It may be a small thing, BUT there is that BUT.
Here’s my BUT story:
I receive political emails asking for a donation of money (they never ask for muffins or donuts or cookies). The specified amounts range from 3 to 50 dollars. If I can afford a latte, I can probably afford to send along 3 dollars. If I can afford dinner out, I probably won’t mind that $50 dollar charge on my VISA bill. So, every once in a while I bite and hit the ‘donate here’ button. It takes me directly to the website that says a GREAT BIG HOWDY and then asks for my personal information. A check list is provided for my donated amount. How much would I like to give today?

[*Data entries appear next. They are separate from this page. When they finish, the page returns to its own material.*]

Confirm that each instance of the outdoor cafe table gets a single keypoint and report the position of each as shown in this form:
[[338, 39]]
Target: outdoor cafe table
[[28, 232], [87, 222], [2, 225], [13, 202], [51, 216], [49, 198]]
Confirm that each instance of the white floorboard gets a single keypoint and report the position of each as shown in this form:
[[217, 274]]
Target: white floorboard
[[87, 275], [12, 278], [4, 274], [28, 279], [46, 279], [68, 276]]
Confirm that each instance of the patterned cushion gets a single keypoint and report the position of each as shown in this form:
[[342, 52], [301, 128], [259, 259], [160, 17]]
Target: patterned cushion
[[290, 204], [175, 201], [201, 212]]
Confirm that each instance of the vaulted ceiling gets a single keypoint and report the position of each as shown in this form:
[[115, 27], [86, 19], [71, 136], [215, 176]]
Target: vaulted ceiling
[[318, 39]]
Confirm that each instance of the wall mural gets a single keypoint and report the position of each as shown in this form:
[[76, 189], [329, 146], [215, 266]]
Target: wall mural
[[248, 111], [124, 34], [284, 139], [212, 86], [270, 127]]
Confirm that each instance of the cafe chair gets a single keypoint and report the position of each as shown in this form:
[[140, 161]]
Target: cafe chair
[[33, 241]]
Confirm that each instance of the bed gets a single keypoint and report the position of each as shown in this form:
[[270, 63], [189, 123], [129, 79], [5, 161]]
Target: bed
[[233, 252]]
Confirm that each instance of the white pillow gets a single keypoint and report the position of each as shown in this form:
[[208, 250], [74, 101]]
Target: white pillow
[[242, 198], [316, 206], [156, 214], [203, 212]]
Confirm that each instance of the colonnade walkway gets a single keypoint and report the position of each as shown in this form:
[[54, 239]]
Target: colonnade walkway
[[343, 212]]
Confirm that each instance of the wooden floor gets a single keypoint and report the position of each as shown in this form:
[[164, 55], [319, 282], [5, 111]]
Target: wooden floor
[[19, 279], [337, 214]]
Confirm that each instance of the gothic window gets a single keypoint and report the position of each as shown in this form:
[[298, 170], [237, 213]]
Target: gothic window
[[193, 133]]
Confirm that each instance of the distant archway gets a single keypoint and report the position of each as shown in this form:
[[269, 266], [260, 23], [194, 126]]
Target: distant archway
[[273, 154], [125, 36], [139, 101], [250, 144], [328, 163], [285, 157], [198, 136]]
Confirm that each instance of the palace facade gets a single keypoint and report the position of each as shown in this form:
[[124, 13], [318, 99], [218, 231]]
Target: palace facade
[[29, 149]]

Do you see my BUT? That list does not include a $3 amount or a $5o. amount. Oh sure, they give you place to fill in what you want to give, but you can see from this list that the friendly, we really care about not asking you to give more than you can afford, suddenly becomes the con game of “which walnut shell houses the pea?” Hey, what happened to my $3? When I mentally agreed to give you $5o, you upped it to $55. This may be politics. This may be the way of “doing business” in the United States, but it is NOT my way of being truthful or abiding by a “handshake agreement.”
I have backed out of those lovely and determined political websites with the inflated donation options several times without donating. Since I’m rather average, probably a lot of other people are doing the same thing. So, if you have connections to some folks who are running these campaigns, you might want to let them know my BUT story. Be honest. Match the email with the website. No surprises. No sense of being treated unfairly. Is this really how we do business in the United States?
I know. I’m trying to be gentle with greedy/needy politicians, but it is challenging.